The report, ‘The Global Threat of Drying Lands: Regional and global aridity trends and future projections’, states that 77.6% of Earth’s land experienced drier conditions during the three decades leading up to 2020 compared to the previous 30-year period.
Over this period, drylands expanded by about 4.3 million km2 – an area nearly a third larger than India – covering 40.6% of all land on Earth (excluding Antarctica). It also finds that in recent decades 7.6% of global land – an area larger than Canada – was pushed across aridity thresholds (i.e. from non-drylands to drylands, or from less arid dryland classes to more arid classes). Most of the areas that have transitioned were previously humid landscapes that have now become drylands, with researchers warning that failure to curb greenhouse gas emissions (GHGs) would result in another 3% of the world’s humid areas becoming drylands by the end of this century.

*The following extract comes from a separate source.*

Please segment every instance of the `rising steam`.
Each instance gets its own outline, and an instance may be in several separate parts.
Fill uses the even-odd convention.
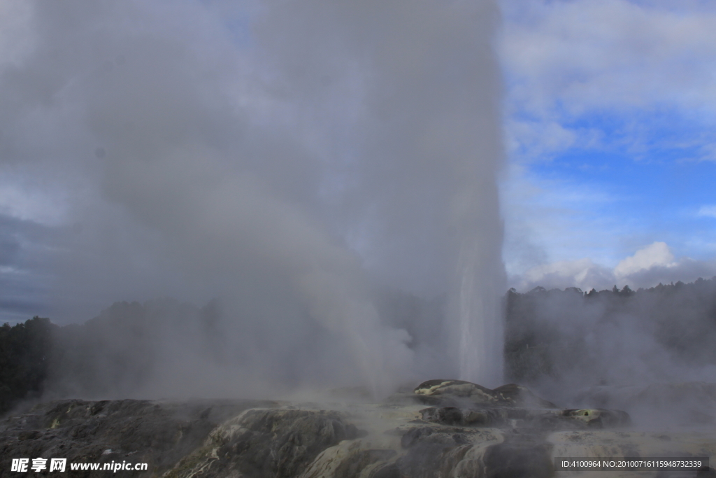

Launching the report, UNCCD Executive Secretary Ibrahim Thiaw said: “This analysis finally dispels an uncertainty that has long surrounded global drying trends. For the first time, the aridity crisis has been documented with scientific clarity, revealing an existential threat affecting billions around the globe.
“Unlike droughts – temporary periods of low rainfall – aridity represents a permanent, unrelenting transformation. Droughts end. When an area’s climate becomes drier, however, the ability to return to previous conditions is lost. The drier climates now affecting vast lands across the globe will not return to how they were, and this change is redefining life on Earth.”
As the planet continues to warm, the report’s worst-case scenario projections suggest up to 5 billion people could live in drylands by the end of the century, with dire implications for the wellbeing of people and the environment.
The report’s authors provide a comprehensive roadmap for tackling aridity, emphasising mitigation and adaptation, and recommending a strengthening of aridity monitoring, improved land use practices, investments in water efficiency, resilience building, and the development of international frameworks for improved cooperation.